Côte d’Ivoire : le SYNAFECI veut saisir la justice
Le Syndicat national des fournisseurs de l’Etat de Côte d’Ivoire (SYNAFECI) veut saisir la justice dans le cadre d’un contentieux qui l’oppose à la Confédération générale des entreprises de Côte d’Ivoire (CGECI). L’information a été donnée par le président du SYNAFECI, Faustin Gré, via un communiqué transmis à Ivoirehandicaptv.net.
Selon Faustin Gré, le contentieux qui oppose le SYNAFECI à la CGECI porte sur la quote-part provenant de la taxe spéciale d’équipement instauré suite aux évènements de 2002 en Côte d’Ivoire pour rééquiper l’administration.

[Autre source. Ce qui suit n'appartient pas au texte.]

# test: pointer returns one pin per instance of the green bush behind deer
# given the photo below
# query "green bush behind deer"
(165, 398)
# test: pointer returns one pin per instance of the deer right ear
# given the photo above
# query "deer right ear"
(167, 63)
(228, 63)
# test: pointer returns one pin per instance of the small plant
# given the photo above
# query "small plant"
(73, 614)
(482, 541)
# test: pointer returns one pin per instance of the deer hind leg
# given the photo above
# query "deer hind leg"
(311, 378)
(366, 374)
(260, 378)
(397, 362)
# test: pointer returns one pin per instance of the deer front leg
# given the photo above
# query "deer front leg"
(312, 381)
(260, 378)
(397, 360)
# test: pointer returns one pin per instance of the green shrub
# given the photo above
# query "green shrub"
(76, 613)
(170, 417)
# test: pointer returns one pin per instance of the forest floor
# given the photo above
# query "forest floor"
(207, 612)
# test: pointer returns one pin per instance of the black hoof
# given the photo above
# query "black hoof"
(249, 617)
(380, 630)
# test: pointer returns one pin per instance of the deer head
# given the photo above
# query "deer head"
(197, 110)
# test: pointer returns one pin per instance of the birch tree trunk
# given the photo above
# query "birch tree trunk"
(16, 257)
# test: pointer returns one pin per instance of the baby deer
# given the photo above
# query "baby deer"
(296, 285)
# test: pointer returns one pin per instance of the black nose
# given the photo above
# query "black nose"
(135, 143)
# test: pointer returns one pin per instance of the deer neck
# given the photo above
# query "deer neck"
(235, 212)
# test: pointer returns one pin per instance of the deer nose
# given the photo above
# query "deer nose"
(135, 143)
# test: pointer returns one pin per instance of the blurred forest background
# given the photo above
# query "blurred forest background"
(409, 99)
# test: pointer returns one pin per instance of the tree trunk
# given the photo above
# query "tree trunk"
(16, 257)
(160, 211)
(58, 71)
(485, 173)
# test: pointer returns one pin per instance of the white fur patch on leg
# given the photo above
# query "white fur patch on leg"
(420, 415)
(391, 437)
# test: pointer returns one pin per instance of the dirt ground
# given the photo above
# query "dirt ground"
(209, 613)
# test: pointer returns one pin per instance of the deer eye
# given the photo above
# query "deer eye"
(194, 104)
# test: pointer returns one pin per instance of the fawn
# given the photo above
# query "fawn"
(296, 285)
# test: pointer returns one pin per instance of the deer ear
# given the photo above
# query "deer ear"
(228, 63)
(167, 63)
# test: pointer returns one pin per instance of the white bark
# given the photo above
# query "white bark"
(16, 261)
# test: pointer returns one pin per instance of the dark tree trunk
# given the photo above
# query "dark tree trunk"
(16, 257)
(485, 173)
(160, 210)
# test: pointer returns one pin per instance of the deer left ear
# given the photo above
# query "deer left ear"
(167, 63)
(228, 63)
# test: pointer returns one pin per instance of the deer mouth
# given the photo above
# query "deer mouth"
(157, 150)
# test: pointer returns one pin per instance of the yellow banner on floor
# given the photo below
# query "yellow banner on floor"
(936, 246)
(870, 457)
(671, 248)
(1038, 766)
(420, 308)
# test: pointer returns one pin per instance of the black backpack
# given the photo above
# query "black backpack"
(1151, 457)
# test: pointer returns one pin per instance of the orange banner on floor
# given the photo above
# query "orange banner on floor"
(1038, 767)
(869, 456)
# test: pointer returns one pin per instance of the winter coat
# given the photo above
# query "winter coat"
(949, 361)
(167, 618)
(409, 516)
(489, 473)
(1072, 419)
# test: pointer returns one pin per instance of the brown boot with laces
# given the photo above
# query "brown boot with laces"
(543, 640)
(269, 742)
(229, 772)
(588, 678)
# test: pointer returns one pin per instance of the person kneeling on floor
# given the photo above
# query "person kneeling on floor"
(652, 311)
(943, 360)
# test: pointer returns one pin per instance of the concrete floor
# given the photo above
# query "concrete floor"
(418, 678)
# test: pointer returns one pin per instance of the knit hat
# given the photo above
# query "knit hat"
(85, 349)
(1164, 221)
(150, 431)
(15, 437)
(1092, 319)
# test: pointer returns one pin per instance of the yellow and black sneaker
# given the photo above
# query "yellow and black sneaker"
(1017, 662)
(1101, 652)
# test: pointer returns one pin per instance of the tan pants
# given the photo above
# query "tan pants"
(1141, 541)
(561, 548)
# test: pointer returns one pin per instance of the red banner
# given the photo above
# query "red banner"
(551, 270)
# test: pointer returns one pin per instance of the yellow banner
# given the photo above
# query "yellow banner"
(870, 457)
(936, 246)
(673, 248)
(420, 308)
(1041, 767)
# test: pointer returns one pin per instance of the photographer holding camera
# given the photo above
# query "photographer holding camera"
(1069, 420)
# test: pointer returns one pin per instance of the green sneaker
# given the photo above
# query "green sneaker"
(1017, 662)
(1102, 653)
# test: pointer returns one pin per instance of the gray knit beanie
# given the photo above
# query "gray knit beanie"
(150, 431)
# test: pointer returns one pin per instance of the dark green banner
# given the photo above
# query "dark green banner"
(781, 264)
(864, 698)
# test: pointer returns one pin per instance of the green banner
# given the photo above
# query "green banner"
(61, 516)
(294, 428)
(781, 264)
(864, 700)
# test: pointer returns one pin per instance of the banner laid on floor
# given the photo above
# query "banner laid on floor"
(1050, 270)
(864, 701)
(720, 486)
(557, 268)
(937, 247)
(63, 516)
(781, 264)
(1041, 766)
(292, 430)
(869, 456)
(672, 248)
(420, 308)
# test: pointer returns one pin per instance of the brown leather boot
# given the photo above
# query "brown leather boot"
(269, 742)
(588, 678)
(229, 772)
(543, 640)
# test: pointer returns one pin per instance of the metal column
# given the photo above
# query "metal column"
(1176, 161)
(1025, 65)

Gré Faustin a expliqué qu’une quote-part provenant de la taxe spéciale d’équipement devait être remise à toutes les organisations professionnelles de Côte d’Ivoire. Mais, à l’en croire, la quote-part est reversée, depuis 2008, à la CGECI pour le compte de toutes les organisations professionnelles. Selon lui, la CGECI devait donc faire la répartition entre les organisations professionnelles mais ne l’a pas fait.

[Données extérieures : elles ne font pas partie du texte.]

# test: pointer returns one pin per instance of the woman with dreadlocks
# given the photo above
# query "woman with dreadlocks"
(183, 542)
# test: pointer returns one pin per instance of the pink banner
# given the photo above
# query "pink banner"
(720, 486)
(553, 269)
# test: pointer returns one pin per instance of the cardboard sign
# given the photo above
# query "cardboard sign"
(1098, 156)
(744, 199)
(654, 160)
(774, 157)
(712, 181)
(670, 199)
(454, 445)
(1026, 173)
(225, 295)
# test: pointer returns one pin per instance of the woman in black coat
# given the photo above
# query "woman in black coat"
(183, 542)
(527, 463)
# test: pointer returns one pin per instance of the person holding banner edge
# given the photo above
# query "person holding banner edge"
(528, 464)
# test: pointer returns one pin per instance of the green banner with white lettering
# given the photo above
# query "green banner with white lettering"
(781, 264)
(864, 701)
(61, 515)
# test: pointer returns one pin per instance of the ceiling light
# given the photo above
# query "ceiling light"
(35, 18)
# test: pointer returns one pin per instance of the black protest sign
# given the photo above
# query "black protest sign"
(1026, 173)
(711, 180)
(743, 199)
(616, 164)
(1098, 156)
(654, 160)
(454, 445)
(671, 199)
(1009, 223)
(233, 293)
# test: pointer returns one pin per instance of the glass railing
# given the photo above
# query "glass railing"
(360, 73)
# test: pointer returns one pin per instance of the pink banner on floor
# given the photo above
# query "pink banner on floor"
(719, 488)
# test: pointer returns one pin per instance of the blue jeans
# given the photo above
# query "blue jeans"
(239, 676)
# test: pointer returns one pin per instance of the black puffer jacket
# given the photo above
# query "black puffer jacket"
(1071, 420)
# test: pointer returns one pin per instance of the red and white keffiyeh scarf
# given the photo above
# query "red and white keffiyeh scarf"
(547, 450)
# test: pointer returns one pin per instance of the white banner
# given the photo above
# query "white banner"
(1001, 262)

Le SYNAFECI, poursuit M. Gré, ayant été informé de cela en 2015 a entrepris des démarches auprès de la CGECI pour que lui soit reversé la quote-part qui lui revient et également pour qu’un palier du bâtiment abritant le siège de la CGECI lui soit octroyé. Car d’après lui, cet édifice a été construit par la Direction générale des Impôts pour toutes les organisations professionnelles.

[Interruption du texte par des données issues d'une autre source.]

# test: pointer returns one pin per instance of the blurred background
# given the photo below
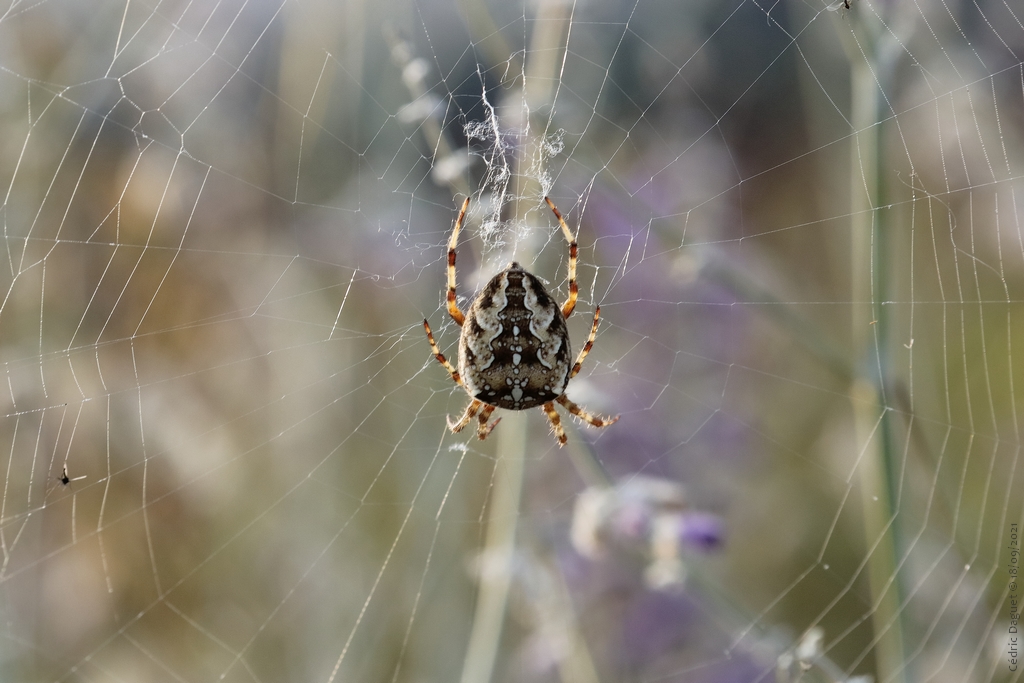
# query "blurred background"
(223, 443)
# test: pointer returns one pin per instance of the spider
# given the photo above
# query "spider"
(514, 346)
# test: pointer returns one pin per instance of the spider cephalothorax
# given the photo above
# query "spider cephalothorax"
(514, 349)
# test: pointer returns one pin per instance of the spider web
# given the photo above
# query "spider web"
(225, 452)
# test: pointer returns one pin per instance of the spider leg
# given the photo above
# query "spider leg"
(589, 345)
(454, 311)
(482, 428)
(581, 413)
(556, 423)
(440, 356)
(466, 417)
(573, 248)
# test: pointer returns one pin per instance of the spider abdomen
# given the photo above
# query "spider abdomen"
(514, 349)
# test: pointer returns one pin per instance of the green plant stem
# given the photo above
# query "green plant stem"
(870, 70)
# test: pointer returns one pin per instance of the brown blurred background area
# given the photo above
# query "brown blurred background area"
(223, 223)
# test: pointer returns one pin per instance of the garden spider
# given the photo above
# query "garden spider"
(514, 347)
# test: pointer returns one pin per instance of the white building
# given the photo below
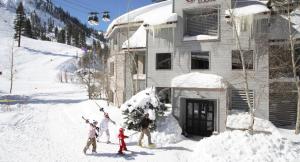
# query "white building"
(188, 50)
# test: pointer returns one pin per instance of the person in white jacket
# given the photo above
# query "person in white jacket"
(104, 126)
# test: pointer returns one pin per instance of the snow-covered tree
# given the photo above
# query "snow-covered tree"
(135, 109)
(19, 23)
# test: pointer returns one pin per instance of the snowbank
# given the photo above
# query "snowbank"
(198, 80)
(242, 120)
(137, 40)
(200, 37)
(140, 100)
(168, 130)
(240, 145)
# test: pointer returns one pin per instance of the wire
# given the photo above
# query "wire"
(79, 4)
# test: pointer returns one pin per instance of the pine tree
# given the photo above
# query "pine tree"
(19, 23)
(62, 36)
(134, 118)
(69, 34)
(28, 29)
(56, 33)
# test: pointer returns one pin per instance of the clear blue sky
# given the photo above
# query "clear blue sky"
(81, 8)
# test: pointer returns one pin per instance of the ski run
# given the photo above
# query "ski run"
(46, 125)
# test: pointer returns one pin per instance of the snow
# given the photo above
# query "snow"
(140, 100)
(47, 125)
(200, 37)
(198, 80)
(236, 145)
(154, 14)
(248, 10)
(240, 145)
(240, 120)
(137, 40)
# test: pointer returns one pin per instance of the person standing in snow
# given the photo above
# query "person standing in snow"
(92, 137)
(122, 143)
(145, 130)
(104, 127)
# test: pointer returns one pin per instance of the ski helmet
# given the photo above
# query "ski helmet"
(95, 122)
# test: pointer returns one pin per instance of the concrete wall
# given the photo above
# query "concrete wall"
(117, 55)
(220, 55)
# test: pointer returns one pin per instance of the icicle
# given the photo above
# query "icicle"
(153, 33)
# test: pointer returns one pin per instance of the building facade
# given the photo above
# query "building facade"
(196, 41)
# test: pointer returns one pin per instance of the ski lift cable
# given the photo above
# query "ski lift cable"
(79, 4)
(73, 6)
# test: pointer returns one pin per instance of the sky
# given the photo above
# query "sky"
(81, 8)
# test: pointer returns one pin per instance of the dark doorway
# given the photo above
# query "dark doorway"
(200, 117)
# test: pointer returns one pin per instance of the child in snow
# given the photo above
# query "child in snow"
(92, 136)
(122, 143)
(104, 126)
(145, 130)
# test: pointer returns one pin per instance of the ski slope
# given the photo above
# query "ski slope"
(47, 126)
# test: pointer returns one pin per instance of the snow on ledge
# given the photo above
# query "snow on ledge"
(200, 37)
(198, 80)
(248, 10)
(137, 40)
(153, 14)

«De 2015 à aujourd’hui, le SYNAFECI a toujours souhaité la voie du dialogue pour entrer en possession d’un palier du bâtiment abritant le siège de la CGECI construit par la Direction Générale des Impôts (DGI) et le reversement de sa quote-part provenant de la Taxe Spéciale d’Equipement (TSE) », a indiqué M. Faustin Gré.
Et d’ajouter: « Le conseil juridique du SYNAFECI a introduit une requête auprès du Directeur Général des Impôts pour avoir des informations précises sur la somme d’argent reversée à la CGECI (quote-part) depuis son institution à aujourd’hui ».
Le SYNAFECI qui dit avoir toujours voulu primer la voie du dialogue entend néanmoins saisir la justice s’il n’y a pas d’issue favorable.